Valentine, with the thick fuzzy head and the muffled hearing of someone who'd been a little too near a blast, saw another harpy fall, brought down by the truck behind. The flock, perhaps not liking the punishment being handed out with little to show for it, turned and gathered to the east, doing a sort of whirling corkscrew aerial conference.

"Eyes on the road," Patel bellowed at the driver.

A pushed-over tree blocked the road.

The driver braked hard, and the truck jumped to a tune of squealing brakes. The Wolf on the front, evidently uninjured but stunned by the explosion, was thrown by the sudden braking, struck the trunk of the downed tree, and went heels-over-head onto the other side of the trunk.

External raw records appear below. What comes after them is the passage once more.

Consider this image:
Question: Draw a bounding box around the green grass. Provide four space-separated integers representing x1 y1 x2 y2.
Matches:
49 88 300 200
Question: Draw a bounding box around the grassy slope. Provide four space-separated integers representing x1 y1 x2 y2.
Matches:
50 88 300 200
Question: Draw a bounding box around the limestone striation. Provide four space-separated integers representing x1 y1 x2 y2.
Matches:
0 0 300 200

Valentine, more or less secured by the bungees, lost nothing but his dignity as he saw himself swinging, holding on to the bars over the passenger window.

Patel was already out of the truck, running with a first aid kit.

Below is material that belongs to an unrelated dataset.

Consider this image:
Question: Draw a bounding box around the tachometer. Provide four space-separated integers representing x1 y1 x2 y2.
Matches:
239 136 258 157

Valentine saw a big, wide-winged shape flapping away low. He raised his gun, aimed, and fired at the big target.

The gargoyle lurched but kept flapping.

Valentine swore. The big, soft-nosed bullet should have brought it down. His old marksmanship trainer in the Labor Regiment had promised the kick in the shoulder was nothing to what the target experienced. He'd seen a round take a softball-sized chunk of flesh out of a wild pig. He must have just clipped it on a limb.

It disappeared behind a line of trees.

Valentine looked at the roadblock.

What kind of super-gargoyle could push over a tree? Nothing short of a Reaper could.

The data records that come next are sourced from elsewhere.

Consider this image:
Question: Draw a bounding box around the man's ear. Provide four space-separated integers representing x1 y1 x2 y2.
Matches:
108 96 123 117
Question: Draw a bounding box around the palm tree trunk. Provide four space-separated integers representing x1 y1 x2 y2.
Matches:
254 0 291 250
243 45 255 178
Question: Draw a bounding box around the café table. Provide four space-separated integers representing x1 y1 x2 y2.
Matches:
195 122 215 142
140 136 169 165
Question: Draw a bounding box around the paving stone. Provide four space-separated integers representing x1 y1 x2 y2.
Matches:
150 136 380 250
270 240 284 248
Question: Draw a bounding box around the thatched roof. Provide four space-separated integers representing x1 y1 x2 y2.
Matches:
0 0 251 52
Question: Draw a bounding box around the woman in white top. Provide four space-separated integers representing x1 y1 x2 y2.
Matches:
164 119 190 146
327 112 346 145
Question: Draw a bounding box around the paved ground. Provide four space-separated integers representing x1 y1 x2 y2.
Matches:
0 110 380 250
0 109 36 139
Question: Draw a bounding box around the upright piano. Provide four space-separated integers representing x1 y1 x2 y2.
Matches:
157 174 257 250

Valentine looked at the tangle of old, weatherworn roots. The tree had been downed some time ago and moved off the road. The gargoyle had simply moved it back. Still, an incredible display of strength. Their flying arms were supposed to be powerful.

Worse, the harpies were heartened by the stationary trucks. They formed a new shadow, and then an arrow, pointed straight at the delayed trucks.

"Get that tree out of the way," Valentine shouted.

The men piled out of the trucks while the other Wolf helped Patel with the injured man.